June 10, 2006 my brother Anthony hasn’t been feeling well and today the doctor told him his liver function tests were abnormal. After numerous tests and a few brief hospital stays the doctors at Roger Williams Medical Center stated that he was in end stage liver disease brought on by the Hepatitis C virus and there wasn’t anymore they could really do for him, time was limited. My Mom would not accept that and arranged for a second opinion in Boston at Beth Israel Deaconess Hospital on Sept 11, 2006. The result of that visit led to the eventual listing of Anthony on the transplant list.
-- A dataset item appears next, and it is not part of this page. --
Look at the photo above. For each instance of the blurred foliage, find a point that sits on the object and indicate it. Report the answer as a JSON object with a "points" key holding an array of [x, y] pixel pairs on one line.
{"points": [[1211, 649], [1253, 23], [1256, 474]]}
October 2006 I approached Anthony and my parents about the possibility of the adult living donor transplant programs that I had been researching in New England. Immediately my brother said "No". He refused to put me at any risk as a result of his disease and my parents agreed. This frustrated me greatly because nobody would even look at the information I was trying to provide or talk about the possibility in the future.

Anthony continued to get sicker resulting in numerous hospitalizations. He encountered many infections, ascites, seizures, and as time passed the ammonia levels in his brain caused so much confusion that the Anthony I know and love wasn’t able to interact with us most of the time. He was wasting away before our eyes. Mom & Dad did everything to try to get nutrition into him and their lives revolved around caring for their 39 year old son. As a parent myself I discovered a whole different respect for my parents. They pulled together and selflessly attended to Anthony’s every need.

From the time he was listed only one call was received about a potential donor on March 17, 2007 during a snowstorm and unfortunately that didn’t work out. I again offered and was shot down about the living donor transplant program. I felt that this was God’s plan for us but nobody else was ready to accept that possibility.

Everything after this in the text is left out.